/ 7 July 2011

ANC slams Press Freedom Commission’s naïveté

Anc Slams Press Freedom Commission's Naïveté

The ruling African National Congress has sharply criticised the newly formed Press Freedom Commission (PFC), saying its formation will not result in the reforms required for the South African media.

Launched in Johannesburg on Thursday, the PFC will investigate self-regulation mechanisms within South Africa’s print media and was formed at the behest of the South African National Editors Forum (Sanef) and Print Media South Africa (PMSA).

Following consultations with stakeholders within the industry and the public at large, the PFC will over the next eight months produce a document entitled “The South African Press Freedom Report”. This will then be used as a departure point for any changes to the current processes of self-regulation within the media.

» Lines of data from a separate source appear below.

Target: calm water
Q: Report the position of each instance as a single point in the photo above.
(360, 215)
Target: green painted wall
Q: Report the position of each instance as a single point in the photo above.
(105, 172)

Speaking at the launch, ANC spokesperson Jackson Mthembu told the media the PFC was already flawed, in that it focused only on self-regulation.

“If you get a group of eminent people to investigate media control with specific reference to your favoured mechanisms, they will be nothing more than the playboys of Sanef and PMSA,” Mthembu said.

The commission will be chaired by former Chief Justice Pius Langa and will see experts from several fields including law, business and the media itself join forces to scrutinise the best practices for self-regulation in the media.

Other members of the commission include: Archbishop Thabo Makgoba; law professor Kobus van Rooyen; businesswoman Futhi Mtoba; advocate Anshal Bodasing; academic Phil Mthimkulu; labour specialist Derick Elbrecht; marketing executive Santie Botha; and international representative Professor Kwame Karikari from Ghana.

The commission’s inception comes at a time of heightened tension between the media and government, and a concerted effort within the ruling party to push for the implementation of a statutory media appeals tribunal to review complaints made against the media.

The ANC has spoken of the possibility of harsher punishment for journalism that is found wanting in terms of fairness and truth, even going so far as to suggest court action and jail time for proven offenders.

Langa was unapologetic about the commission’s mandate of scrutinising self-regulation, saying it was considered by the commission to be the preferred option for media controls.

“Lets push the boundaries of this self-regulation until it is found to fail; only then will people be entitled to look for something else more effective,” Langa said.